Romo Rikardus Selan OFM sedang mengurapi kepala para anggota OMK Paroki St Paskalis dengan abu, sebagai simbol pertobatan ekologis. (Foto: Frater Charles Talu OFM)

Katoliknews.com – Orang Muda Katolik (OMK) Paroki St Paskalis, Cempaka Putih, Jakarta Pusat, menggelar kegiatan rohani pada akhir pekan lalu, yang bertujuan membangkitkan kesadaran terkait kepedulian terhadap alam.

Kegiatan bertajuk “Kelapa Muda: Kembali ke Alam Bersama Pemuda” itu diadakan di Pulau Karya, Kepulauan Seribu pada Sabtu – Minggu, 13-14 Agustus 2016.

“Selain membangun kekompakan di antara OMK, kegiatan ini bertujuan untuk menyadarkan teman-teman akan pentingnya peran orang muda dalam menjaga dan merawat bumi, rumah bersama ini,” ungkap Vivi, ketua panitia.

Dalam acara ini, para OMK didampingi oleh dua fransiskan, Romo Rikardus Selan OFM dan Frater Charles Talu OFM.

Saata memamparkan materi, Fr Charles mengajak OMK agar senantiasa menyadari jati diri mereka.

“Kita mesti selalu menyadari, mengapa kita disebut Katolik? Kekhasan kita ada dalam Doa Aku Percaya, yang menjadi pokok-pokok iman kita,” katanya.

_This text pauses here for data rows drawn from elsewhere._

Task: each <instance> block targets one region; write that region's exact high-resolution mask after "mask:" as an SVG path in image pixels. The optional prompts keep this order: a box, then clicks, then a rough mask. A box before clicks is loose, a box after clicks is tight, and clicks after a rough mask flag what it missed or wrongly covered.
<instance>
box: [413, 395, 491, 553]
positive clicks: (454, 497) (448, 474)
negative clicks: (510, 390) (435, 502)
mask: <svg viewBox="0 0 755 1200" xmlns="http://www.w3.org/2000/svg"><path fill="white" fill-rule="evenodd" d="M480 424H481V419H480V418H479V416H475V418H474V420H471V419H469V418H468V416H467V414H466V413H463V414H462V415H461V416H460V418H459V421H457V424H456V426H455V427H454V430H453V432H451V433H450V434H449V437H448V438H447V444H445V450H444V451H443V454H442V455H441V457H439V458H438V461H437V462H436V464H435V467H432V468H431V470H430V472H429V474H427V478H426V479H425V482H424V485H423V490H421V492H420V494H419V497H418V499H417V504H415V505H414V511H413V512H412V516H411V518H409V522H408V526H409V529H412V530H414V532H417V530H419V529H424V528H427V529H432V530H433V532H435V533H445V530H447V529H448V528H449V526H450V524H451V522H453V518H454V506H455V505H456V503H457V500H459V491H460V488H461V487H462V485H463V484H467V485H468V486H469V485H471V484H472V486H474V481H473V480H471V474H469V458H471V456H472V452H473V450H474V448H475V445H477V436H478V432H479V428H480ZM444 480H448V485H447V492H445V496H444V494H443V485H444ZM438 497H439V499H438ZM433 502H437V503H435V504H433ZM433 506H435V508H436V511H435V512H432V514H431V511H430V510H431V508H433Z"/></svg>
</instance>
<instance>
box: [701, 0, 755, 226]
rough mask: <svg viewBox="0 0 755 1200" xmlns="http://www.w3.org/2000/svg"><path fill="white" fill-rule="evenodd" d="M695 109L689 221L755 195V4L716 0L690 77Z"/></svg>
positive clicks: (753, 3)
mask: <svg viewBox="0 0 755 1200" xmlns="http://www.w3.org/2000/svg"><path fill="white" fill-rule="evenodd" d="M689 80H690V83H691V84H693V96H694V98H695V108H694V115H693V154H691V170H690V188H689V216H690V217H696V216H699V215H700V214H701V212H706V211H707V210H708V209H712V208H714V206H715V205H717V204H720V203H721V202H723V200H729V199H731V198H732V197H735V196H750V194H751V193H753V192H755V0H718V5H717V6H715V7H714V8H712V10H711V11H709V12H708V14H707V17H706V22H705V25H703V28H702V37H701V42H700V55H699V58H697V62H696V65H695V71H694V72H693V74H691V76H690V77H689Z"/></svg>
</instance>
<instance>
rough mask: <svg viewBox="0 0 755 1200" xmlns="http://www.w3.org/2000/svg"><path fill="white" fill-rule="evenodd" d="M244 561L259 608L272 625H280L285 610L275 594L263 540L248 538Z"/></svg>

Ia menjelaskan, pokok yang paling pertama dari doa itu adalah, percaya akan Allah yang menciptakan langit dan bumi, sebagaimana ada dalam Kitab Kejadian, di mana disebutkan bahwa Allah menciptakan segala sesuatu baik adanya.

“Konsekuensi dari keyakinan ini adalah melanjutkan karya penciptaan Allah. Orang muda adalah mitra Allah dalam karya penciptaan dengan cara menjaga dan merawat ibu bumi ini,” kata Charles.

Hal ini kemudian ditegaskan oleh Rm. Richard, OFM dalam kotbahnya saat Misa.

“Untuk berkarya bersama Allah dibutuhkan kepedulian. Melalui sikap peduli, orang muda mampu melawan keserakahan yang menjadi ciri paling nyata dari budaya konsumtif dewasa ini.”

Kepedulian, lanjutnya, menjadi kunci utama untuk mengubah gaya hidup konsumtif yang punya andil paling besar dalam kehancuran ibu bumi.

Dalam perayaan ekaristi, selain mengikrarkan janji untuk merawat ibu bumi, OMK juga menerima abu pertobatan ekologis.

Melalui simbol ini, mereka diajak untuk merenungkan dosa-dosa ekologis yang mungkin secara tidak sadar telah dibuat.

Setelahnya, para OMK membangun niat untuk memulai pertobatan dengan cara mengambil inisiatif masing-masing tentang bagaimana menunjukkan rasa cinta terhadap alam.